Monday, November 5, 2018

Product Success Metrics


Your company is considering the release/launch of a new product/feature and they need to know what success looks like with it.  In this walkthrough we’ll use Facebook Stickers as our example.  What follows is a framework you could use to assess the success of a product or feature launch.  

  1. What metrics would you look at to evaluate the success of the Facebook Stickers launch?  Start with the AARRR framework.
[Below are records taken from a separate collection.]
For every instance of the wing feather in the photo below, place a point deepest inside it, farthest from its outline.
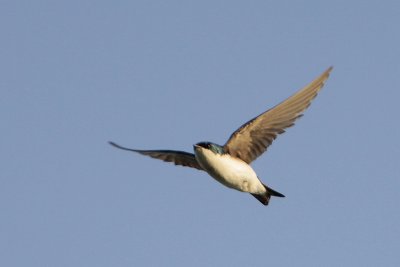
(177, 157)
(255, 136)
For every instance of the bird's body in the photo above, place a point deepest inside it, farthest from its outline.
(230, 164)
(229, 171)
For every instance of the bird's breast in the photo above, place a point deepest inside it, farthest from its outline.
(229, 171)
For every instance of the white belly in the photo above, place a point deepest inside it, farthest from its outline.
(231, 172)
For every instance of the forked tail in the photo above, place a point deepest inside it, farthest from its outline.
(264, 198)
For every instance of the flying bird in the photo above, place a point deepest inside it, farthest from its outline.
(230, 164)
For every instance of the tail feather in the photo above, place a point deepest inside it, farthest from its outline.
(264, 199)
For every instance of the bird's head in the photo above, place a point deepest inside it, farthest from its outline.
(217, 149)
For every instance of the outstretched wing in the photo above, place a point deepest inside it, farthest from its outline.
(253, 138)
(177, 157)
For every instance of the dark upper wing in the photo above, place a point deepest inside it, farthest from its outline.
(252, 138)
(177, 157)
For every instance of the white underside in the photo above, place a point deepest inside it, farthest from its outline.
(231, 172)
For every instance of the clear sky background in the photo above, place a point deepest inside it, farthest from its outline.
(168, 74)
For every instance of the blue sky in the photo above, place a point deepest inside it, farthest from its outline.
(168, 74)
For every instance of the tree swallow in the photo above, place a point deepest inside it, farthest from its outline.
(229, 164)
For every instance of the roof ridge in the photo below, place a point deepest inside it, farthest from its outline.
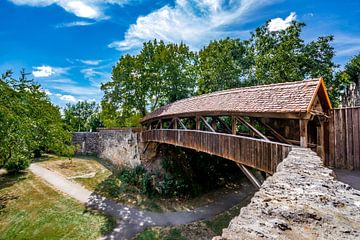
(234, 90)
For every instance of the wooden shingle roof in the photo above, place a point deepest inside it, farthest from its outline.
(290, 97)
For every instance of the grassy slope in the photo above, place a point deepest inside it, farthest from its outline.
(78, 169)
(30, 209)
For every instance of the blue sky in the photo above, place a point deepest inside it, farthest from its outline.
(70, 46)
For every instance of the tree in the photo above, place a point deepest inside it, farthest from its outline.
(222, 65)
(29, 122)
(161, 73)
(344, 79)
(82, 116)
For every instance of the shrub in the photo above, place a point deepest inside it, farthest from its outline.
(17, 163)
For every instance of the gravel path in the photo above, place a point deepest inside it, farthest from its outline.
(133, 220)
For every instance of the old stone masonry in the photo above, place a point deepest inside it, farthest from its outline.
(302, 200)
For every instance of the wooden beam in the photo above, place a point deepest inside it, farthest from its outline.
(233, 125)
(250, 176)
(181, 123)
(321, 141)
(197, 119)
(253, 128)
(224, 124)
(300, 115)
(175, 123)
(207, 124)
(274, 132)
(303, 123)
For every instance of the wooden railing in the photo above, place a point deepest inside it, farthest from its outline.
(343, 136)
(252, 152)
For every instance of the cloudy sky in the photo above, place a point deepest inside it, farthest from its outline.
(70, 46)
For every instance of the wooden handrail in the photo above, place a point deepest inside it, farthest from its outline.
(253, 152)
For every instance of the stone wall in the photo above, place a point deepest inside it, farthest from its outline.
(302, 200)
(118, 147)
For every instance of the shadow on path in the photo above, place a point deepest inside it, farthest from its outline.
(349, 177)
(134, 220)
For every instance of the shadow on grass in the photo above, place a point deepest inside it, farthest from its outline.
(9, 179)
(6, 181)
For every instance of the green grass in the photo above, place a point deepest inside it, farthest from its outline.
(161, 234)
(79, 166)
(30, 209)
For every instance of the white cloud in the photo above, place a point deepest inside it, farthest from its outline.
(47, 92)
(75, 24)
(47, 71)
(278, 24)
(68, 98)
(194, 22)
(346, 45)
(91, 62)
(92, 9)
(77, 90)
(43, 71)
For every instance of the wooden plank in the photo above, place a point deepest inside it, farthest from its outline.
(303, 124)
(233, 125)
(274, 132)
(356, 137)
(332, 140)
(349, 140)
(248, 151)
(253, 128)
(224, 124)
(197, 119)
(207, 124)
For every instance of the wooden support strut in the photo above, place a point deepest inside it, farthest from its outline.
(181, 123)
(303, 123)
(248, 125)
(250, 176)
(273, 131)
(198, 121)
(207, 124)
(233, 125)
(224, 124)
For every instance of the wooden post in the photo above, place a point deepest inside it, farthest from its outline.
(303, 132)
(234, 125)
(175, 123)
(207, 124)
(197, 122)
(321, 141)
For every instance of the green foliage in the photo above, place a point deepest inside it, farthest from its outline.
(161, 73)
(186, 174)
(82, 116)
(29, 122)
(17, 163)
(343, 79)
(282, 56)
(222, 64)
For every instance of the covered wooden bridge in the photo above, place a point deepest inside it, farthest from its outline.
(253, 126)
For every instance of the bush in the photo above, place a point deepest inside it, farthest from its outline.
(186, 174)
(17, 163)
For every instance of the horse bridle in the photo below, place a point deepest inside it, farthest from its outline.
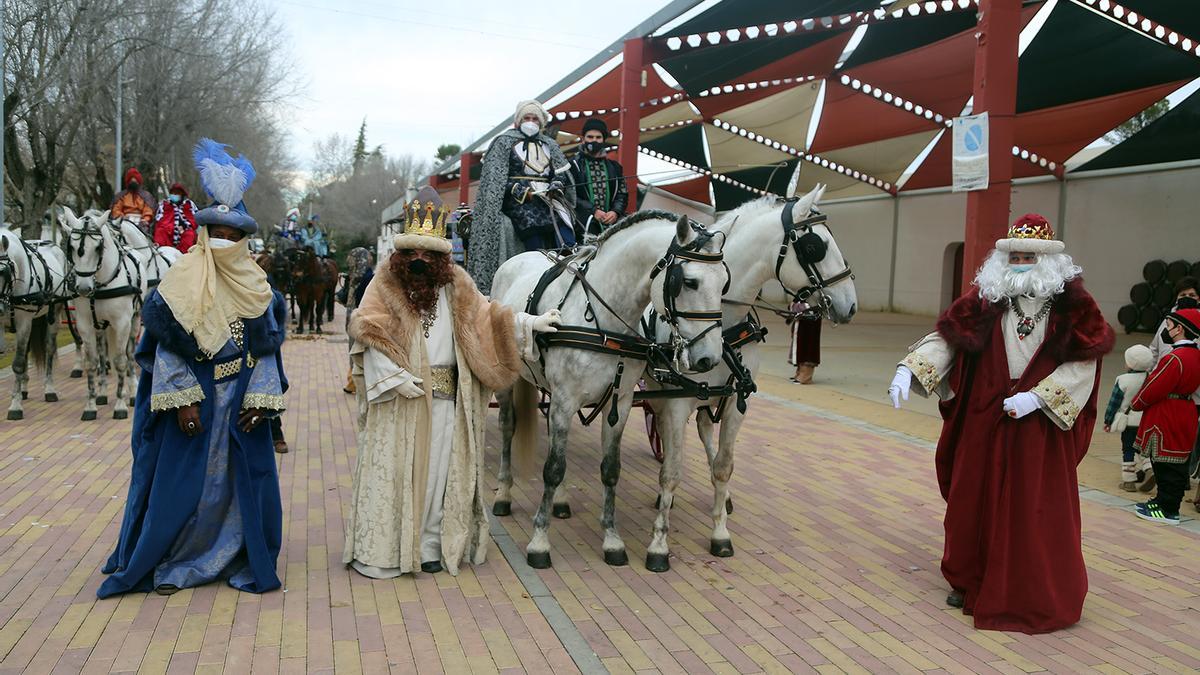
(809, 250)
(671, 266)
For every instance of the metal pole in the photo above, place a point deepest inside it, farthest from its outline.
(120, 84)
(5, 123)
(995, 91)
(631, 84)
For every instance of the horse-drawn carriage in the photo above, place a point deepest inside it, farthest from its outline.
(687, 362)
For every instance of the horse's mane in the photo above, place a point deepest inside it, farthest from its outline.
(747, 210)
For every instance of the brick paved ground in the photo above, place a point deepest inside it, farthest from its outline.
(834, 569)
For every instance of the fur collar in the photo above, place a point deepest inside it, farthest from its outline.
(1077, 330)
(483, 330)
(264, 334)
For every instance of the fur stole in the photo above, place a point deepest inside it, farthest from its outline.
(483, 330)
(1077, 330)
(264, 334)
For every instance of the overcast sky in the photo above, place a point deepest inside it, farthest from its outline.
(425, 73)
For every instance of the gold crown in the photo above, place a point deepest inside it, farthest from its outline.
(425, 225)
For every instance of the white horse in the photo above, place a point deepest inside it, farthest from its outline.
(766, 239)
(31, 287)
(109, 282)
(155, 258)
(648, 255)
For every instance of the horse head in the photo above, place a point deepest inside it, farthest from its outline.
(809, 263)
(685, 290)
(87, 238)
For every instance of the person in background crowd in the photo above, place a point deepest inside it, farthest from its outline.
(522, 203)
(600, 191)
(1015, 363)
(312, 236)
(1168, 428)
(135, 202)
(175, 221)
(1187, 296)
(805, 352)
(1117, 416)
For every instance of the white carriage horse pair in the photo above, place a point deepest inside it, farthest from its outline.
(622, 274)
(113, 264)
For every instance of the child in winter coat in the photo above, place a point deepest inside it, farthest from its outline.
(1117, 417)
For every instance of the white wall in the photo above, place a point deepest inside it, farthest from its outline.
(1114, 225)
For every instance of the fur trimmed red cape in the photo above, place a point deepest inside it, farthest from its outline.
(1012, 494)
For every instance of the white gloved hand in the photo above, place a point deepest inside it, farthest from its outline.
(412, 389)
(900, 386)
(1020, 405)
(547, 322)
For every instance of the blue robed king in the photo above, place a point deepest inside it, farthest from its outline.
(169, 533)
(204, 505)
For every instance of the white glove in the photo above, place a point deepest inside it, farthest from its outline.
(1020, 405)
(900, 386)
(547, 322)
(412, 389)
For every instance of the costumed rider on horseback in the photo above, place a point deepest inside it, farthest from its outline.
(312, 236)
(204, 495)
(429, 351)
(133, 202)
(175, 221)
(523, 203)
(600, 191)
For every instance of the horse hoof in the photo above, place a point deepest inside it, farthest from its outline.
(658, 562)
(720, 549)
(616, 559)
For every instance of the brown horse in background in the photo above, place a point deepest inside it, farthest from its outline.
(311, 284)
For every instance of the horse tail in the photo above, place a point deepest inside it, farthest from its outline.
(525, 438)
(37, 338)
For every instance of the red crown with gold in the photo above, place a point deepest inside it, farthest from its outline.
(1031, 233)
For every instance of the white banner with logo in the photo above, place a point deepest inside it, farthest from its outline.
(970, 153)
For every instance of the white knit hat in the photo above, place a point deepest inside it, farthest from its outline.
(531, 106)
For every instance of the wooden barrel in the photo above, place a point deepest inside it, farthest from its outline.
(1141, 293)
(1164, 296)
(1128, 317)
(1177, 270)
(1149, 318)
(1153, 272)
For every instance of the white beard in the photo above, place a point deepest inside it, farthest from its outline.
(997, 280)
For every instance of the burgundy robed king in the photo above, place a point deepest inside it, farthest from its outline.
(1012, 518)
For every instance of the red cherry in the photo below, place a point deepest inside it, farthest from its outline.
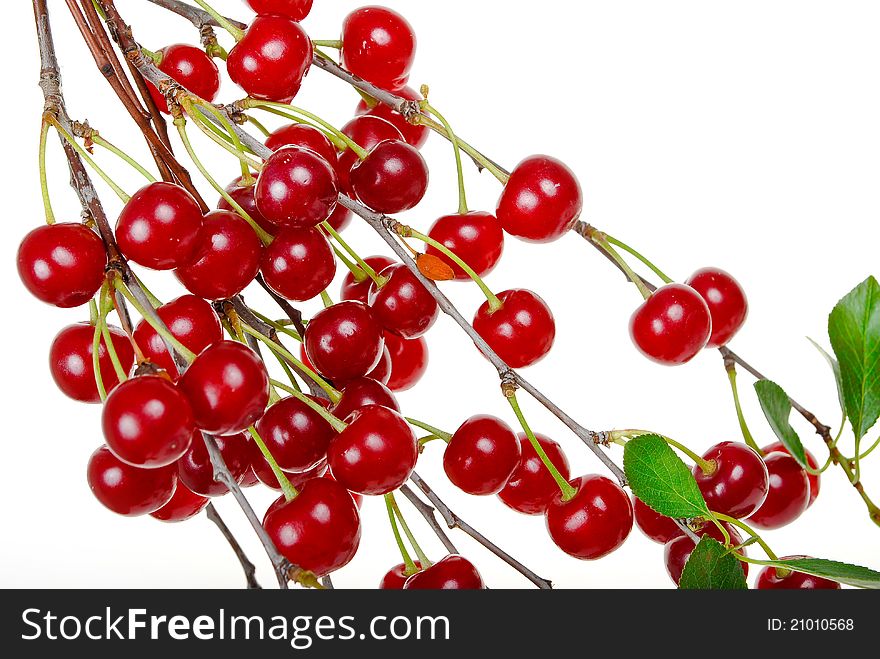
(789, 493)
(71, 365)
(192, 68)
(184, 505)
(296, 188)
(522, 331)
(415, 134)
(197, 472)
(594, 522)
(540, 201)
(531, 488)
(409, 361)
(147, 422)
(378, 45)
(190, 319)
(392, 178)
(319, 530)
(739, 483)
(672, 325)
(227, 386)
(375, 454)
(344, 341)
(271, 59)
(482, 455)
(128, 490)
(657, 527)
(453, 572)
(62, 264)
(475, 238)
(299, 263)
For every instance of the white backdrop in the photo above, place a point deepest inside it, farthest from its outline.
(705, 133)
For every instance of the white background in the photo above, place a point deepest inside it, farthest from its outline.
(742, 135)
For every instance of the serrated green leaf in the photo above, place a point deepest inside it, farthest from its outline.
(661, 479)
(777, 408)
(711, 567)
(854, 330)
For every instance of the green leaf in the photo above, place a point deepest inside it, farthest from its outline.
(660, 479)
(777, 408)
(711, 567)
(854, 330)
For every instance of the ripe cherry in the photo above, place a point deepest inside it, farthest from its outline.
(594, 522)
(147, 422)
(541, 200)
(378, 45)
(375, 454)
(521, 331)
(672, 325)
(271, 59)
(738, 483)
(299, 263)
(319, 530)
(727, 303)
(482, 455)
(62, 264)
(128, 490)
(72, 367)
(226, 258)
(453, 572)
(789, 493)
(392, 178)
(403, 305)
(531, 488)
(192, 68)
(344, 341)
(296, 188)
(227, 386)
(190, 319)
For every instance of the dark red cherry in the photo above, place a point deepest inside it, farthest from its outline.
(72, 367)
(128, 490)
(184, 504)
(190, 319)
(727, 303)
(192, 68)
(196, 471)
(672, 325)
(738, 483)
(594, 522)
(453, 572)
(789, 493)
(228, 388)
(319, 530)
(403, 305)
(299, 263)
(378, 45)
(541, 200)
(344, 341)
(482, 455)
(415, 134)
(375, 454)
(392, 178)
(62, 264)
(522, 331)
(475, 238)
(531, 488)
(271, 59)
(159, 226)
  • A: Acquisition - how you are getting users to your product
  • A: Activation - getting users to sign up for service/product, i.e. number of conversions from a reader to someone who actually creates an account
  • R: Retention - getting users to engage with product multiple times over a long period of time, i.e. day 1, day 7, day 14, day 60 retention rates
  • R: Referral - Measures the virality of the product, how would the user refer this product to anyone else.  I.e. dropbox gave free space to referrers for referring the service to other users. 
  • R: Revenue - endpoint of funnel at which user converts into a paying customer.
  1. Pick out relevant metrics and why these metrics make more sense to track than others.  Last three of AARRR would be most relevant.  AA wouldn’t be measured cause it doesn’t necessarily affect the signup process or first interacting with fb messenger.  It isn’t necessarily why someone starts to use fb messenger in the first place.  It does keep people around and may generate revenue because they could pay for premium or alternate stickers.      
  2. Focus on the trade-offs.  Sign ups may go up by 3%, but session times decrease by 4%.  Ask the company what the current strategic goals are right now?  Launching stickers perhaps made 7 day retention go up, avg. # of messages sent went up, revenue went up by 1%, but referral invites to fb down 2%.  With FB already capturing market share we don’t need more users, but we want more engaged users instead of more referrals.

This is a brief, but effective way to quickly determine what success metrics to use and track for a new product or feature release.